Government investigation websites are often abandoned and filled with spam and malicious links as certificates expire and security updates lapse.
According to a blog by security researcher Terence Eden, abandonment is the primary cause of the vulnerabilities and, as time wears on, people begin to drift away from the project, jobs change and no one is left responsible for updating and maintaining the software.
“So we move on to the tragic fate of the abandoned Public Inquiry website. Long after ‘lessons have been learned’ these sites stand in monument to the vast human undertaking required to make sense of a tragedy,” he said.
Eden pointed to the websites for the Leveson Inquiry, which has an open admin page and outdated WordPress CMS, while the investigation site into the murders by Dr Harold Shipman has now been taken over by an affiliate marketer, who has redirected it to a spam site full of loan adverts.
Eden said: “The site should have been left standing in memorial to the victims. A tribute to let their families know that the state recognises their loss and will do everything in its power to stop such horrors from being inflicted on other people. But now it’s just a sordid way for the Midlands Young Entrepreneur of the Year (2008) to make a few quid.”
He also highlighted the inquiry websites into Bloody Sunday and Iraq War as being among around a dozen that have been abandoned, and said that there needs to be “a radical re-think in the way that the state approaches digital infrastructure”.
“This means long term legacy planning – not just thinking in terms of election cycles.
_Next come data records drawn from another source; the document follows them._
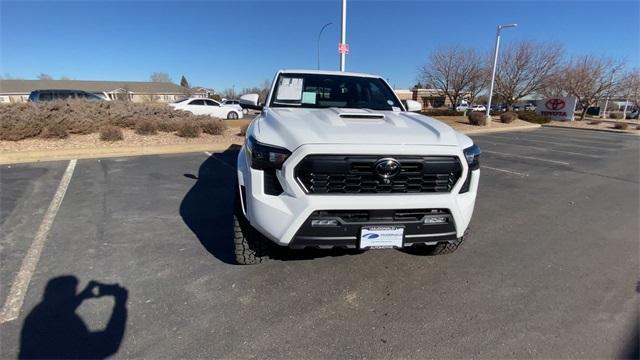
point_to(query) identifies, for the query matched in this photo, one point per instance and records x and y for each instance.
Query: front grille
(355, 174)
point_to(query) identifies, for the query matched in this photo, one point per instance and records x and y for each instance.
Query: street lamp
(495, 63)
(320, 34)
It means employing people who know what they are talking about – not just the heads of ‘think tanks’. It means no longer being afraid of technology – but rather embracing the promise it brings of a better world for all,” he said.
In a message to IT Security Guru, Eden said that this was simply a case of bad housekeeping, as in some cases, the websites redirect either to the National Archives, or to the new gov.uk pages. “That is what should happen to them if they cannot be externally hosted any more. They are linked to from hundreds of news sources, academic reports etc. and it is irresponsible to shut them down.”